The Case Against Public Sex Offender Registries
USA FAIR, an organization that advocates for an intelligent sex offender registry, suggests that such a registry would remain public but would limit those subject to public scrutiny. As the executive director of USA FAIR explains, “USA FAIR does not oppose the sex offender registry. We do, however, strongly believe that public notification should be applied only to the truly dangerous…” and “Let’s modernize the public registry by making it smarter, by using the vast body of research to stay true to the Kankas’ founding principle of targeting the truly dangerous….”
While fully agreeing that those accurately assessed to be clearly dangerous warrant stricter scrutiny if and when they are released into the community, Reform Sex Offender Laws, Inc.—RSOL—differs with its sister advocacy organization on the concept of a public registry. If the constitutional, civil, and human rights of even a small group of citizens are placed at risk, ALL are at risk of losing those rights. As long as even a small handful of people can be punished by public registration schemes, law and policy makers will continue to press for the inclusion of more people and more offenses.
USA FAIR cites the recently released Human Rights Watch study showing the futility, danger, and negative consequences of registering juveniles publicly, points with which RSOL is in full agreement.
This report, “Raised on the Registry,” and even more so their 2007 report, “No Easy Answers,” make it clear that a public sex offender registry is lacking in redemptive value for all offenders, be they juvenile or adult. This is echoed in “Registering Harm,” a report prepared by the Justice Policy Institute. Although this report’s focus is also on juveniles, the report unequivocally condemns the public registration scheme as mandated by the Adam Walsh Act as ill-advised and counter-productive, as shown in this introduction to the report:
Congress passed the Adam Walsh Act, a federal law that requires states to include children as young as age 14 on registries — often for the rest of their lives — in an attempt to protect our children from sexual violence. But the Adam Walsh Act won’t keep our children safe. Instead, this law will consume valuable law enforcement resources, needlessly target children and families, and undermine the very purpose of the juvenile justice system.

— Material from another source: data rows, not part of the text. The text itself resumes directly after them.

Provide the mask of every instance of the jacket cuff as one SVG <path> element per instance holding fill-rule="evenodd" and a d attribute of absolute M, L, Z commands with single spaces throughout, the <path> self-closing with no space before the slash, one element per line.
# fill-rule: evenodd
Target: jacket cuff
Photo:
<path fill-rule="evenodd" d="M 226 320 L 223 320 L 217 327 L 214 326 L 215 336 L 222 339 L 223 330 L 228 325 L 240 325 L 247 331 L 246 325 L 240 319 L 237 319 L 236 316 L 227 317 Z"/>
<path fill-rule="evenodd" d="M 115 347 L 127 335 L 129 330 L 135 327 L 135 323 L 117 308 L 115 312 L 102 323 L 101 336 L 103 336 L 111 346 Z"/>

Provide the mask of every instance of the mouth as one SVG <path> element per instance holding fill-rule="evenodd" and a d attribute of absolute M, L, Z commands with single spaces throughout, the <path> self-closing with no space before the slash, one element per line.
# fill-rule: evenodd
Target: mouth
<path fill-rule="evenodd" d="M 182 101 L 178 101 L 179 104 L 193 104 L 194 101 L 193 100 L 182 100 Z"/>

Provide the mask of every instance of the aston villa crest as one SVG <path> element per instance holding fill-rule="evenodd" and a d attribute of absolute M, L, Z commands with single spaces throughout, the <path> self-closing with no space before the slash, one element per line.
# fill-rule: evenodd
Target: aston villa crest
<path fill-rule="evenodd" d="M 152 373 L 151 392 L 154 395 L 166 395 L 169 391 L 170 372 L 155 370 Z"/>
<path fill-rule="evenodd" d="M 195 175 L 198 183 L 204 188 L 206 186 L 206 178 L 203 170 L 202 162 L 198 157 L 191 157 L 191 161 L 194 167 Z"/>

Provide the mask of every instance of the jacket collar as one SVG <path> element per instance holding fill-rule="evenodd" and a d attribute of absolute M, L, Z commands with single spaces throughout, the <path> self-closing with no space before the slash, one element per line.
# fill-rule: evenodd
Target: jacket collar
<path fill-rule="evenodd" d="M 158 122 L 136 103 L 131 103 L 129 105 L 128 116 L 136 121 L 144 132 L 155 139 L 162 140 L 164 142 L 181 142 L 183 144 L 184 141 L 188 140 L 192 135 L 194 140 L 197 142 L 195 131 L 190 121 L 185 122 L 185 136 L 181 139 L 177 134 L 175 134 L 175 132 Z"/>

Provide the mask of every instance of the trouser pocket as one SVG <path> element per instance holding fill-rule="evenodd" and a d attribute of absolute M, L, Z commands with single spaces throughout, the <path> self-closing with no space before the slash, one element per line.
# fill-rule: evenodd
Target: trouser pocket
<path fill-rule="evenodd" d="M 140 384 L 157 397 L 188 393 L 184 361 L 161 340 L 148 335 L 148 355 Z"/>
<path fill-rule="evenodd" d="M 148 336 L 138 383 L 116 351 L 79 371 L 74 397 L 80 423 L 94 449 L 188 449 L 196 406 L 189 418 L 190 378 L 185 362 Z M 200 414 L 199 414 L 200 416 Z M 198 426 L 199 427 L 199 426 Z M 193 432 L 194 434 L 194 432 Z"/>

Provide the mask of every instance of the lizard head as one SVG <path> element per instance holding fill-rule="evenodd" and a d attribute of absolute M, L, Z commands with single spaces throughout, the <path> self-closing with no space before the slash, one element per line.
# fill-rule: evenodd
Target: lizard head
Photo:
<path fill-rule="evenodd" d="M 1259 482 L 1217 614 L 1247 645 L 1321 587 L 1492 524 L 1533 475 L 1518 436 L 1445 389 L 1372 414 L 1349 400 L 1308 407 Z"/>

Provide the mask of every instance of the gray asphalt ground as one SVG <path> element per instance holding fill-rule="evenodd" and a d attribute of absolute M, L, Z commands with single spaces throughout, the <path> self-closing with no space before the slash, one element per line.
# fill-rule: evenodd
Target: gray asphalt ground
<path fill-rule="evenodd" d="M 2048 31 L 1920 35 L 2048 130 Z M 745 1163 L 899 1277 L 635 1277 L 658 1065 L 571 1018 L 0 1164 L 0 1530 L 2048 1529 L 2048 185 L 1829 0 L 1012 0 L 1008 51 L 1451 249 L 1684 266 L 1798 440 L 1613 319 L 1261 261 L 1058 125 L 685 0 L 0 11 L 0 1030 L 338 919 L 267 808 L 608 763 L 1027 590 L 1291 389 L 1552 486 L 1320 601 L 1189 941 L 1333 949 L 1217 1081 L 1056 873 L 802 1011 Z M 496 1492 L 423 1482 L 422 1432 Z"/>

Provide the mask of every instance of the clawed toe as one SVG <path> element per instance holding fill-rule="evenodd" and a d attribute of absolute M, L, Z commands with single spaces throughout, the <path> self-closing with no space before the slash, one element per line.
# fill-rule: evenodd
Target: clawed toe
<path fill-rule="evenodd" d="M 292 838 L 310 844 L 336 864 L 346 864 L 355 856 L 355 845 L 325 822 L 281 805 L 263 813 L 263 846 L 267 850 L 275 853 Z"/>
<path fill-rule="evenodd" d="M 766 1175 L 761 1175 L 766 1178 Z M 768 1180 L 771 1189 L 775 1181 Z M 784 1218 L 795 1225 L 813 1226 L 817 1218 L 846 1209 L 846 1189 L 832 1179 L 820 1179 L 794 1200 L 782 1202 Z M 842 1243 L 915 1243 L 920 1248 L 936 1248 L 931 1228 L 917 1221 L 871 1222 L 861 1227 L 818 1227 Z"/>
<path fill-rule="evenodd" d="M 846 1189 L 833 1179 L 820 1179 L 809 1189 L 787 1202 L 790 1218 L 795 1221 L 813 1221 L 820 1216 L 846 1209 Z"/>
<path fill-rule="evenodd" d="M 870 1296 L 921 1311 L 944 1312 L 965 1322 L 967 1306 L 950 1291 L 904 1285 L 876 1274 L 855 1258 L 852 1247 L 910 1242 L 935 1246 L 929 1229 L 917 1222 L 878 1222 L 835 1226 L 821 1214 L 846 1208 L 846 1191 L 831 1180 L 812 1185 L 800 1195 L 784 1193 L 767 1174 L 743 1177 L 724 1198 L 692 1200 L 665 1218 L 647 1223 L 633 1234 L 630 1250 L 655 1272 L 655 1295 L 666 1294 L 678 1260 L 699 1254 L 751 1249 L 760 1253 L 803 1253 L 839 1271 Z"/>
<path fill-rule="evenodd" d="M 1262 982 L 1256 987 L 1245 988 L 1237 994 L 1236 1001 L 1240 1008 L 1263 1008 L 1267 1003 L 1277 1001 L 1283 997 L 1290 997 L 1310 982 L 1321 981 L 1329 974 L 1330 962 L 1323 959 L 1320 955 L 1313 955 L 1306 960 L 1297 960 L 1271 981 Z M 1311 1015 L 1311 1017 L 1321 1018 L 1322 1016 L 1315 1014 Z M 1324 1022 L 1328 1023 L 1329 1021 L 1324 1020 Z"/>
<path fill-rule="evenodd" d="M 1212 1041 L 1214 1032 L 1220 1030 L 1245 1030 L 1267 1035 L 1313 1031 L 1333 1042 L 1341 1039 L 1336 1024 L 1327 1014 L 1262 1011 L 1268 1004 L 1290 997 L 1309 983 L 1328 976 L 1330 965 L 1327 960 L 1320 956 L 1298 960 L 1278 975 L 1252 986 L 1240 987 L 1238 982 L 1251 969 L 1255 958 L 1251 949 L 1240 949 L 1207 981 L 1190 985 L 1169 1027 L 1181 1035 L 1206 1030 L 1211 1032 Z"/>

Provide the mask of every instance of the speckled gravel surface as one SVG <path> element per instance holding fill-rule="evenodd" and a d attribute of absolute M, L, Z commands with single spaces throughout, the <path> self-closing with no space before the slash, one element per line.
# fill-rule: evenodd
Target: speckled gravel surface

Joining this condemnation are experts, psychologists, researchers, and government agencies. Notable among them is Dr. Jill Levenson of Lynn University and author of a significant number of studies and reports. While various aspects of the negative consequences are focused on, depending on the study and the author, one fact is consistent among everyone who has researched and written on this topic: There is no correlation between public safety and a public registry; there is no discernable impact on recidivism rates or sexual offending rates due to the public registry.
Public registries provide no measurable protection for children or the general public yet endanger the well being of children and family members of registrants. Several states have done before/after studies that show NO statistical change in arrests and convictions. While being a total waste of public resources with no benefit to public safety, public registries do put a great deal of money into the pockets of fear-mongers.
What then is the answer?
RSOL promotes laws and programs limiting registry access strictly to law enforcement agencies and boards of probation and parole. This is based on the belief, strongly supported by research and evidence, that even if public registries are scaled back to publicize only persons convicted of the most heinous offenses, this would only set the expansion process in motion again. In another twenty years, we would again be where we are now, registering even teen sexting and consensual relations between young people.
RSOL has the same goal as USA FAIR and every parent and child-advocacy organization, seeking the highest good for the safety of our children. A public registry does not enhance that good. The only registry RSOL can envision as being in any way useful is one entrusted exclusively to those trained and equipped to deal with it: law enforcement and law-enforcement-related agencies.
An intelligent registry is a registry that accomplishes its purpose. The purpose must be the enhanced safety of all citizens, and that will never be found in a public registry.
What about other states? Pervs don’t only exists in Kansas. You know that right? The registries for each state under Megan’s law should be updated if offender passes on take those that aren’t living no more off the web as the victims recover. That’s a better way!
Megans law only in Massachusetts
Is calling us “Pervs” really productive? Honestly, 95% of us on the registry are not dangerous to anyone. And not all of us are “Pervs”.
This really reminds me of the slang terms people have used throughout history to describe people different than they. I won’t go into the specific terms, but I hope you can get the idea. Calling someone a “perv” is about the same offensive language to calling someone a racial or homophobic slur. We can do better than that.
And nearly all of these people were put on registries to fatten up the ever hungry pig known as the Police State.
People in general don’t seem to care when one group of people gets singled out and shunned from society. I tell all of those people the old statement made around the time of World War II. “When they came for the Jews, I didn’t protest because I’m not a Jew. When they came for the homosexuals, I didn’t protest because I’m not a homosexual. When they came for the political dissidents, I didn’t protest because I don’t speak out against the government. But, when they came for me, there was no one left to defend me.”